Takuya Kawabe, Masaaki Yamamoto, Yasunori Sato, Shoji Yomo, Takeshi Kondoh, Osamu Nagano, Toru Serizawa, Takahiko Tsugawa, Hisayo Okamoto, Atsuya Akabane, Kazuyasu Aita, Manabu Sato, Hidefumi Jokura, Jun Kawagishi, Takashi Shuto, Hideya Kawai, Akihito Moriki, Hiroyuki Kenai, Yoshiyasu Iwai, Masazumi Gondo, Toshinori Hasegawa, Soichiro Yasuda, Yasuhiro Kikuchi, Yasushi Nagatomo, Shinya Watanabe and Naoya Hashimoto
In 1999, the World Health Organization categorized large cell neuroendocrine carcinoma (LCNEC) of the lung as a variant of large cell carcinoma, and LCNEC now accounts for 3% of all lung cancers. Although LCNEC is categorized among the non–small cell lung cancers, its biological behavior has recently been suggested to be very similar to that of a small cell pulmonary malignancy. The clinical outcome for patients with LCNEC is generally poor, and the optimal treatment for this malignancy has not yet been established. Little information is available regarding management of LCNEC patients with brain metastases (METs). This study aimed to evaluate the efficacy of Gamma Knife radiosurgery (GKRS) for patients with brain METs from LCNEC.
The Japanese Leksell Gamma Knife Society planned this retrospective study in which 21 Gamma Knife centers in Japan participated. Data from 101 patients were reviewed for this study. Most of the patients with LCNEC were men (80%), and the mean age was 67 years (range 39–84 years). Primary lung tumors were reported as well controlled in one-third of the patients. More than half of the patients had extracranial METs. Brain metastasis and lung cancer had been detected simultaneously in 25% of the patients. Before GKRS, brain METs had manifested with neurological symptoms in 37 patients. Additionally, prior to GKRS, resection was performed in 17 patients and radiation therapy in 10. A small cell lung carcinoma–based chemotherapy regimen was chosen for 48 patients. The median lesion number was 3 (range 1–33). The median cumulative tumor volume was 3.5 cm3, and the median radiation dose was 20.0 Gy. For statistical analysis, the standard Kaplan-Meier method was used to determine post-GKRS survival. Competing risk analysis was applied to estimate GKRS cumulative incidences of maintenance of neurological function and death, local recurrence, appearance of new lesions, and complications.

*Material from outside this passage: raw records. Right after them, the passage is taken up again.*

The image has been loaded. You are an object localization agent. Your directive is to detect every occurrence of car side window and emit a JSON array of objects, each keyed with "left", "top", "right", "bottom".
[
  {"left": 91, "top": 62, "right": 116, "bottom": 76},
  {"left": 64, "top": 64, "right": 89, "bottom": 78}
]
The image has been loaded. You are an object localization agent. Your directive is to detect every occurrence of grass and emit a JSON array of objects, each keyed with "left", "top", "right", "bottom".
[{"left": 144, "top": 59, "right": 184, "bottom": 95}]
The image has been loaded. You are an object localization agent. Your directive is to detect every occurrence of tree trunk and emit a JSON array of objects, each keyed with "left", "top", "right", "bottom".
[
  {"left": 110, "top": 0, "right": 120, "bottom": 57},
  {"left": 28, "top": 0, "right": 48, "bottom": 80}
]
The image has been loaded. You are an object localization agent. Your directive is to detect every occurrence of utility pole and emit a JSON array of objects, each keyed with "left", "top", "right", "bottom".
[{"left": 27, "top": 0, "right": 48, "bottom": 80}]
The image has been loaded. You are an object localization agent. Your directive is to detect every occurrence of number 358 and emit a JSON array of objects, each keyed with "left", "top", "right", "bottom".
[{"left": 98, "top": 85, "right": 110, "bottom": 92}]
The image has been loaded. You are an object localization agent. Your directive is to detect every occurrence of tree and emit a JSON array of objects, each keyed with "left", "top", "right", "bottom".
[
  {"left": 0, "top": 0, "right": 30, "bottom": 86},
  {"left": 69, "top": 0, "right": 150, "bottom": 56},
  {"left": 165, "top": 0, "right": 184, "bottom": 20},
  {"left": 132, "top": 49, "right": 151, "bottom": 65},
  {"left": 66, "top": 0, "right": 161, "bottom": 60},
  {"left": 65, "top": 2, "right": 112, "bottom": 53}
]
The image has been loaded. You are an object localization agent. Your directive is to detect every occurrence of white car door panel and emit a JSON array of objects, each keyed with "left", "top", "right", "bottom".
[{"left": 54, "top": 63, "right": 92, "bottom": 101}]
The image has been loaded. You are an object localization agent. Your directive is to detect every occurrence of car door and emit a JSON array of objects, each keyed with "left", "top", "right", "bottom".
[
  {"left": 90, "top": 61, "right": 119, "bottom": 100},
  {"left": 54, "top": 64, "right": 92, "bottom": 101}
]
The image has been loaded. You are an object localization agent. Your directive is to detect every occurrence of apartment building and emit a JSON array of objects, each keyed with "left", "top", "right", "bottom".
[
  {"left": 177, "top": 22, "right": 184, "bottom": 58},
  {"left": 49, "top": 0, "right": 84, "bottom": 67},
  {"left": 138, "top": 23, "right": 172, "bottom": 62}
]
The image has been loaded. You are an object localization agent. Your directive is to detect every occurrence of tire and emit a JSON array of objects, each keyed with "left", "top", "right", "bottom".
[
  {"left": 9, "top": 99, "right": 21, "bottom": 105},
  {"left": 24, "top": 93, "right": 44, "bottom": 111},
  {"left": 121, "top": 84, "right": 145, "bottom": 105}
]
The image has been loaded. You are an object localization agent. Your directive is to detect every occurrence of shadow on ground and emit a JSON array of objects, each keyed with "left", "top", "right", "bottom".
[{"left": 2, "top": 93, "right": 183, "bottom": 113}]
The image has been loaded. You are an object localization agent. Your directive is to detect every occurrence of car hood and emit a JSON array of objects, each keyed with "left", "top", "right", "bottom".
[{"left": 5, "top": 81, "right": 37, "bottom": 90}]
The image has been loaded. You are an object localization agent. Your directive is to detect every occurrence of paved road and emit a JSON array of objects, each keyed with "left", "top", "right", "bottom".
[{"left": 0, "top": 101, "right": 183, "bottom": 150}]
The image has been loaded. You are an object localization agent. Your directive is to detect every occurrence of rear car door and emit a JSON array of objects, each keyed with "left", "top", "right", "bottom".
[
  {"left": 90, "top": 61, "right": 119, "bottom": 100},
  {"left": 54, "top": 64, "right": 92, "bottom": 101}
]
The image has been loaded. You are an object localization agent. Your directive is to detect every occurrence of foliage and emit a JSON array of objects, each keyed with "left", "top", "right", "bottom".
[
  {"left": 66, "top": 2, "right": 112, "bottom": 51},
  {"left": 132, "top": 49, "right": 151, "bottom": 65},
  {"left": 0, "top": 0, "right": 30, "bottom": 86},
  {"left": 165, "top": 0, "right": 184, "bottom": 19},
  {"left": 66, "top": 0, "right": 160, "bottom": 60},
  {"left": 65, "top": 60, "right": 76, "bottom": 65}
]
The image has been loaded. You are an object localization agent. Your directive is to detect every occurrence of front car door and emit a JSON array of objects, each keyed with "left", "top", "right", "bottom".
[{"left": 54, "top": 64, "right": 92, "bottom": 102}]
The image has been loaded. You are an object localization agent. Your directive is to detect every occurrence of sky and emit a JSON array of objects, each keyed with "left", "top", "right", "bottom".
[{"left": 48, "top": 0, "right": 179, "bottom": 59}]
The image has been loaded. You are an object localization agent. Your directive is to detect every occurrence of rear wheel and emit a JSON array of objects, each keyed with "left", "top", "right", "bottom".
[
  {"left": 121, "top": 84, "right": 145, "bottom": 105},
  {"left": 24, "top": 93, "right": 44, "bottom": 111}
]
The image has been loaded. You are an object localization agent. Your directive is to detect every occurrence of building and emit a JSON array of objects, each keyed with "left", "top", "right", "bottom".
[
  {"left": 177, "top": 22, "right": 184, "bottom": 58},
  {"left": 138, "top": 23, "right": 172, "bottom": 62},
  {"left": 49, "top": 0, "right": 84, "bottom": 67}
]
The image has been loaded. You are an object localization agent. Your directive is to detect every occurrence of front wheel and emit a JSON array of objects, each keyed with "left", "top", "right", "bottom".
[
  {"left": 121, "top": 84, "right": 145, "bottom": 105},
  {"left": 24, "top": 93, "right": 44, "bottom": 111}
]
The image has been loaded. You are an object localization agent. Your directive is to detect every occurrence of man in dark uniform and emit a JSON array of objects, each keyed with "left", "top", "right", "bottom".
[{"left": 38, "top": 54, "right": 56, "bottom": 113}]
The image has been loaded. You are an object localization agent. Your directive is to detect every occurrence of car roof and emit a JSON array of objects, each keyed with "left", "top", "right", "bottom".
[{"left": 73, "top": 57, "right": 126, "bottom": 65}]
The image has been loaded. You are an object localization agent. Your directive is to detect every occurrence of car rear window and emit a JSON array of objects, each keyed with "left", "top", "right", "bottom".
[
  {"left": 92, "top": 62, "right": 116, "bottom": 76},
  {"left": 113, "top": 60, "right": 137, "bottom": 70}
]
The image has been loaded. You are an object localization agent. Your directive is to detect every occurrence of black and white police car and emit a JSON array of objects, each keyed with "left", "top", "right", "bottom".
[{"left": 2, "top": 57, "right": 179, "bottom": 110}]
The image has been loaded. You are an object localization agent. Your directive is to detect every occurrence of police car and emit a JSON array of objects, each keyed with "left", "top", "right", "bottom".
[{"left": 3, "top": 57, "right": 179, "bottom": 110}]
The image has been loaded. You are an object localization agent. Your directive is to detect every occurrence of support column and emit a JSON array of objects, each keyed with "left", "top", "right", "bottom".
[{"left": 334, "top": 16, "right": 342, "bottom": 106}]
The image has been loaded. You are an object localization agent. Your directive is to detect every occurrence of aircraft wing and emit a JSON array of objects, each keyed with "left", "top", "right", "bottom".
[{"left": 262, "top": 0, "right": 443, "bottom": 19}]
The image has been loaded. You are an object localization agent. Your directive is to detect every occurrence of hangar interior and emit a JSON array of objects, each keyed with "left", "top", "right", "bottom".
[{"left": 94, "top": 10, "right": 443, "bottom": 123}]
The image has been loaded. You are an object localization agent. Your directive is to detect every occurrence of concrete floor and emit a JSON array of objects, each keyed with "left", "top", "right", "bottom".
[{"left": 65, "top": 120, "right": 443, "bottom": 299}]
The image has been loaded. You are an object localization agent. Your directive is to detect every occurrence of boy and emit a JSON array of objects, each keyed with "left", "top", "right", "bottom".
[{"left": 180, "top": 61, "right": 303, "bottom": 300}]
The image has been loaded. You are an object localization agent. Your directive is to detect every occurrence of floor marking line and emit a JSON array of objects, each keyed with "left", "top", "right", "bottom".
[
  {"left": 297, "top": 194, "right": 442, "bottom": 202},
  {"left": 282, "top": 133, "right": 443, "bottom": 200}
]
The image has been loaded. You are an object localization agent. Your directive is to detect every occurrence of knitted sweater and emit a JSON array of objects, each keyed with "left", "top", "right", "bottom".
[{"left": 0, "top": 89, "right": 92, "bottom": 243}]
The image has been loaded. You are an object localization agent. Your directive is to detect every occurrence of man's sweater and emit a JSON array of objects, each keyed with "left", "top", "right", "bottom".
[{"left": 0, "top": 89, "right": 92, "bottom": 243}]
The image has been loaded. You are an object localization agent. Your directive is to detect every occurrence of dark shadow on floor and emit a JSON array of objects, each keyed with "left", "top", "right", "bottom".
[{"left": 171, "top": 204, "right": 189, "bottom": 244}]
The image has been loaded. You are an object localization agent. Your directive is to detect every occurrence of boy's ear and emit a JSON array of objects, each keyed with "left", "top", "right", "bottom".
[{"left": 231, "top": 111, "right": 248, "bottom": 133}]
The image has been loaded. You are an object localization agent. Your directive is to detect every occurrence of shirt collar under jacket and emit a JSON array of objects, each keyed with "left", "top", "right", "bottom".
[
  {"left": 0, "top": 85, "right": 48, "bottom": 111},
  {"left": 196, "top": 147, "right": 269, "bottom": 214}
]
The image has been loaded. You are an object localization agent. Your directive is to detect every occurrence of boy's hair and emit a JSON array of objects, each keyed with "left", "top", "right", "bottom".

The overall median survival time (MST) was 9.6 months. MSTs for patients classified according to the modified recursive partitioning analysis (RPA) system were 25.7, 11.0, and 5.9 months for Class 1+2a (20 patients), Class 2b (28), and Class 3 (46), respectively. At 12 months after GKRS, neurological death–free and deterioration–free survival rates were 93% and 87%, respectively. Follow-up imaging studies were available in 78 patients. The tumor control rate was 86% at 12 months after GKRS.
The present study suggests that GKRS is an effective treatment for LCNEC patients with brain METs, particularly in terms of maintaining neurological status.